Object.freeze is there because readonly in TS is compile-time only. I learned this when I .push()'d into a readonly array at runtime and nothing complained.
The ledger itself
The ledger is just an append-only list of transactions plus a way to ask "what's the balance of this account right now." That's it. If you got something wrong, you post a reversing transaction. The history is the truth.
class Ledger {
private readonly transactions: Transaction[] = [];
private readonly seenIds = new Set<string>();
post(tx: Transaction): Transaction {
if (this.seenIds.has(tx.id)) {
return this.transactions.find(t => t.id === tx.id)!;
}
this.transactions.push(tx);
this.seenIds.add(tx.id);
return tx;
}
balance(accountId: string, currency: Currency): Cents {
let total = 0n;
for (const tx of this.transactions) {
for (const e of tx.entries) {
if (e.accountId === accountId && e.currency === currency) {
total += e.amount;
}
}
}
return total as Cents;
}
}The seenIds check is idempotency. If the same transaction gets posted twice (retried webhook, double-clicked button, whatever), the second call returns the original instead of double-posting. The transaction ID is the idempotency key, which felt like cheating the first time I did it but it's just,, correct.

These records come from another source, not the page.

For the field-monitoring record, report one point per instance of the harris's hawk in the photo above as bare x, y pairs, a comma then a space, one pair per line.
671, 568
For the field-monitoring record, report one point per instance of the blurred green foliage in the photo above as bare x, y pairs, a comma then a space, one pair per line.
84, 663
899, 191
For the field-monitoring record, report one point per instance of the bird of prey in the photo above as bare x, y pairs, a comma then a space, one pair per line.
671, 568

balance walks the whole history every time. Fine until it isn't. The escape hatch is a snapshot (checkpoint balance + everything after it) but don't build that until the walk actually hurts. I built it on day one once, didn't need it for months, and the snapshot logic was where the bugs lived.

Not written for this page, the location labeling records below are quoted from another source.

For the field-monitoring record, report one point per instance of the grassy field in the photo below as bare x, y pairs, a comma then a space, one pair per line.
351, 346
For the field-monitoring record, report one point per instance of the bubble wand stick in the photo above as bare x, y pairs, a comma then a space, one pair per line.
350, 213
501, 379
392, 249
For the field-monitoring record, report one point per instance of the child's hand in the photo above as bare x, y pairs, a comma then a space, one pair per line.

Serializing money is its own minefield
JSON.stringify does not know what to do with bigint. It throws. So if you naively return a Money over the wire, your API blows up.
Pick one:
- Serialize as
{ amount: "1999", currency: "USD" }, string for the amount. Cleanest, least surprising on the receiving end. - Serialize as
{ amount: 1999, currency: "USD" }, but only if you can guarantee no value will exceedNumber.MAX_SAFE_INTEGER(you can't, don't). - Use a custom replacer in
JSON.stringify. Works but the rule lives in one file forever.

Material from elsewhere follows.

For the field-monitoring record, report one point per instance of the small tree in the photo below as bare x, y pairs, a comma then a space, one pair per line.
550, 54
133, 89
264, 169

Whichever you pick, write it down somewhere obvious, because the second someone hits a TypeError from JSON.stringify(tx) they're gonna "fix" it by casting to Number and now there's a silent precision bug nobody can find.
Validate at the boundary, again
If the transaction is coming over the wire, parse it before you trust it. Zod schema, z.coerce.bigint() for amounts, enum for the currency. The internal types are tight because something at the door made them tight.
const MoneySchema = z.object({
amount: z.coerce.bigint(),
currency: z.enum(['USD', 'EUR', 'JPY', 'GBP']),
});If someone POSTs { amount: "🦀", currency: "FAKE" }, you get a clean validation error at the call site instead of a NaN ten functions deep.
TLDR
bigintfor amounts. Nevernumber. Floats are not your friend here.- Branded types for
Cents,Currency,AccountId. Anything where mixing two of them up costs money. - One
buildTransactionfunction is the only place entries become a transaction. It checks balance, checks currency, freezes the array. If something tries to skip it, that's the bug. - The ledger is append-only. Want to undo? Post the opposite. The history is the truth.
- Pick a serialization rule for
bigintonce and keep it in one file. Future-you will thank present-you.